= Arthur Ting =

Arthur Ting is an American orthopaedic surgeon and the team orthopaedist for Menlo College, a private business school which competes on the NAIA circuit (California Pacific Conference). Ting is well known for his surgeries on motorcycle racers such as World Champions Michael Doohan, Nicky Hayden and Ben Spies. Ting works at the Fremont Sports Therapy and Surgery Center, which is responsible for the medical treatment of many Bay Area professional sports organizations. He earned his medical degree at Saint Louis University and did his residency at the University of Southern California. In May, 2004, he had his license to practice medicine revoked for allegedly issuing prescriptions in 1999 to three patients for whom he held no records. He was reinstated to serve five years' probation.

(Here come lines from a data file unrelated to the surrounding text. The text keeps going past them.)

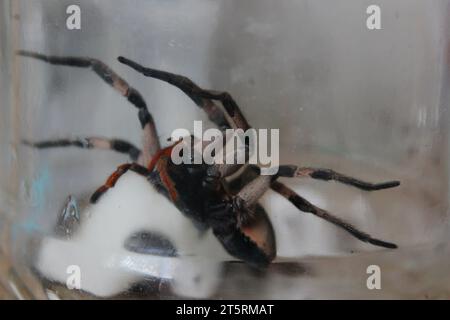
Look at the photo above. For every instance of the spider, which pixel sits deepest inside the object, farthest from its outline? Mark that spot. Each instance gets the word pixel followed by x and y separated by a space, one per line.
pixel 201 191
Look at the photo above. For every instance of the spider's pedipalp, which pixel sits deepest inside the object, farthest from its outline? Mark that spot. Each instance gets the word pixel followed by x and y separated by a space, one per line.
pixel 118 145
pixel 305 206
pixel 109 76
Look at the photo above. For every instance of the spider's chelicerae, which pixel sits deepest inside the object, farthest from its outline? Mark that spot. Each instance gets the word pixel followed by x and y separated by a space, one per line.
pixel 200 191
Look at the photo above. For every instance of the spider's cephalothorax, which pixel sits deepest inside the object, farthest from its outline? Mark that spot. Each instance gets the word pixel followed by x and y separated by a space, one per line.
pixel 201 191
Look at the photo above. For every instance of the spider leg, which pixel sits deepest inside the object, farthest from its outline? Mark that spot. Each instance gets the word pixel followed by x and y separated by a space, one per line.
pixel 186 85
pixel 304 205
pixel 253 243
pixel 118 145
pixel 233 116
pixel 112 179
pixel 151 143
pixel 293 171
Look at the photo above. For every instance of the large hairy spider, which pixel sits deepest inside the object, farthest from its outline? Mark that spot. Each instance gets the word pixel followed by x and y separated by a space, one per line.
pixel 200 191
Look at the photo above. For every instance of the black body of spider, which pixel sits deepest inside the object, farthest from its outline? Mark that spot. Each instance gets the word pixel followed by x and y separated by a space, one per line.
pixel 231 210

He is called "the doctor to the stars" and has caught flak for being the doctor for Barry Bonds of the San Francisco Giants.

He has worked with former Detroit Lions running back Barry Sanders, former San Francisco 49ers running back Roger Craig, Menlo College Mighty Oaks, lacrosse player Andrew Unkefer, golfer Tiger Woods, former Houston Rockets center Yao Ming, the Dallas Cowboys' Terrell Owens, and supercross racers James Stewart Jr. and Will Hahn.